Perform Peter-Clark algorithm for causal discovery on the augmented data set that captures the unobserved changing factors (CD-NOD, 1).


from import cdnod
G = cdnod(data, c_indx, alpha, indep_test, stable, uc_rule, uc_priority, mvpc, correction_name)


data: numpy.ndarray, shape (n_samples, n_features). Data, where n_samples is the number of samples and n_features is the number of features.

c_indx: time index or domain index that captures the unobserved changing factors.

alpha: desired significance level (float) in (0, 1).

indep_test: Independence test method function.
  • fisherz”: Fisher’s Z conditional independence test.

  • chisq”: Chi-squared conditional independence test.

  • gsq”: G-squared conditional independence test.

  • kci”: kernel-based conditional independence test. (As a kernel method, its complexity is cubic in the sample size, so it might be slow if the same size is not small.)

  • mv_fisherz”: Missing-value Fisher’s Z conditional independence test.

stable: run stabilized skeleton discovery if True (default = True).

uc_rule: how unshielded colliders are oriented.
  • 0: run uc_sepset.

  • 1: run maxP. Orient an unshielded triple X-Y-Z as a collider with an aditional CI test.

  • 2: run definiteMaxP. Orient only the definite colliders in the skeleton and keep track of all the definite non-colliders as well.

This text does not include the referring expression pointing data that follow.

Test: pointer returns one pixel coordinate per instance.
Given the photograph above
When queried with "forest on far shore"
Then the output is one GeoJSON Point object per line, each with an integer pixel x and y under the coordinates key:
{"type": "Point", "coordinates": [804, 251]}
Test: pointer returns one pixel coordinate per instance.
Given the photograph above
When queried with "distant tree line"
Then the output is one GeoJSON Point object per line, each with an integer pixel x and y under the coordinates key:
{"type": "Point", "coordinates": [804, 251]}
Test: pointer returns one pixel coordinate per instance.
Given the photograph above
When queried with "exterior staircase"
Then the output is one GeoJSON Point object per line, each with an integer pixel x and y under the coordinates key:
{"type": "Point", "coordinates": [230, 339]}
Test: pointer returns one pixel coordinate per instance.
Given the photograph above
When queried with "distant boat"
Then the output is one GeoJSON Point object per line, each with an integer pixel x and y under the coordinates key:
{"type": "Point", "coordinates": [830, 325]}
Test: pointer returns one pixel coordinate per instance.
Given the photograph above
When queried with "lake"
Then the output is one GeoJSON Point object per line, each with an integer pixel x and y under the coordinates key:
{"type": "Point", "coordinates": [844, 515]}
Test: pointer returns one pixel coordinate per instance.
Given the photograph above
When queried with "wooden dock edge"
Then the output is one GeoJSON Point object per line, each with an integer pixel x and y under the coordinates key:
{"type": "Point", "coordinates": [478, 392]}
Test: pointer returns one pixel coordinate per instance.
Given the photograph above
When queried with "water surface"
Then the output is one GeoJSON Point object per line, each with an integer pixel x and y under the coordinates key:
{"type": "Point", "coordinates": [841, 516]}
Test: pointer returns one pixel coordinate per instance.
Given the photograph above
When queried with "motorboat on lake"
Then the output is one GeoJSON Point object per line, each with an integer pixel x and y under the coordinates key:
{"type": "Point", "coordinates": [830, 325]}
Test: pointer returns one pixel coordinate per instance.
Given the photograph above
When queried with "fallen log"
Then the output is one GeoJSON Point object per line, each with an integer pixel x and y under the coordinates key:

uc_priority: rule of resolving conflicts between unshielded colliders.
  • -1: whatever is default in uc_rule.

  • 0: overwrite.

  • 1: orient bi-directed.

  • 2: prioritize existing colliders.

  • 3: prioritize stronger colliders.

  • 4: prioritize stronger* colliders.

mvpc: use missing-value PC or not. Default (and suggested for CDNOD): False.

correction_name. Missing value correction if using missing-value PC. Default: ‘MV_Crtn_Fisher_Z’


cg : a CausalGraph object. Nodes in the graph correspond to the column indices in the data.


Huang, B., Zhang, K., Zhang, J., Ramsey, J. D., Sanchez-Romero, R., Glymour, C., & Schölkopf, B. (2020). Causal Discovery from Heterogeneous/Nonstationary Data. J. Mach. Learn. Res., 21(89), 1-53.